Это — не желание нравиться всем. Это — суть бессонниц поэта. Это — огонь. Из него прорастает дар, волшебный, как цветок папоротника. Опять звенит во мне: «Полевое степное «ку-гу»...»

Я вижу легкий заморозок на земле. Трава луговая — в инее. Лес — голый и печальный. Облака — серые, холодные. Холмы небольшие. Даль. Река. Шорохи. Звуки. Осень. Осень, напоминающая собой весну. Или это весна, где тот же иней на прошлогодней траве, тот же вечер, те же облака?

Что за звук «ку-гу»? Оклик души? Кукушка? А голубая осина? Горькое дерево...

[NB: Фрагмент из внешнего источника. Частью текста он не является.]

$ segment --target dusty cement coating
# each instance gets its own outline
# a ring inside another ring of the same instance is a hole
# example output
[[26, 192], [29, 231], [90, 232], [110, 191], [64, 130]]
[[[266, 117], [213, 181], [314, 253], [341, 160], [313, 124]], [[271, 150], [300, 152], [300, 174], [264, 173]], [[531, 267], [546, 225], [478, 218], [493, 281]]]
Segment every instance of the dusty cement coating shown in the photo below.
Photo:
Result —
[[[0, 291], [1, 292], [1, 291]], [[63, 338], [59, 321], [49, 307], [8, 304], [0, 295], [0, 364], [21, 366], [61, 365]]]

И — редкие кудри сына. Редкие. А ведь были густыми, густыми:

Так мы далеки и так не схожи —

Ты молодая, а я все прожил.

Поэту удалось запечатлеть молодость — в ее увядании, природу — в ее грусти, а человека — в его трагедии. Есенин — во всем Есенин. Живой, искренний, обжигающий.

Шестнадцать лет он вышел из дому и через четырнадцать лет вошел в бессмертие. Четырнадцать лет. У нас теперь иной — четырнадцать лет пишет одну скучную поэму, а то и дольше. А туг — сотни стихов, десятки поэм. Рассказы. Статьи. И все — за четырнадцать лет!..

Софья Виноградская: «И однажды его, сонного, осыпали васильками. На подушке залитая солнечными лучами, утопая в васильках, обрамленная воротом шелковой рубашки лежала чудесная золотая голова. Он проснулся, синие васильки глянули из его глаз, солнце и васильки веселили его, радовали. И он неугомонно ходил по квартире, говорил, шутил, смеялся, был необычайно ласков и нежен со всеми. Нежность, ласковость! — в нем этого было так много». Много — и в душе Софьи Виног-радской: васильками говорит о поэте.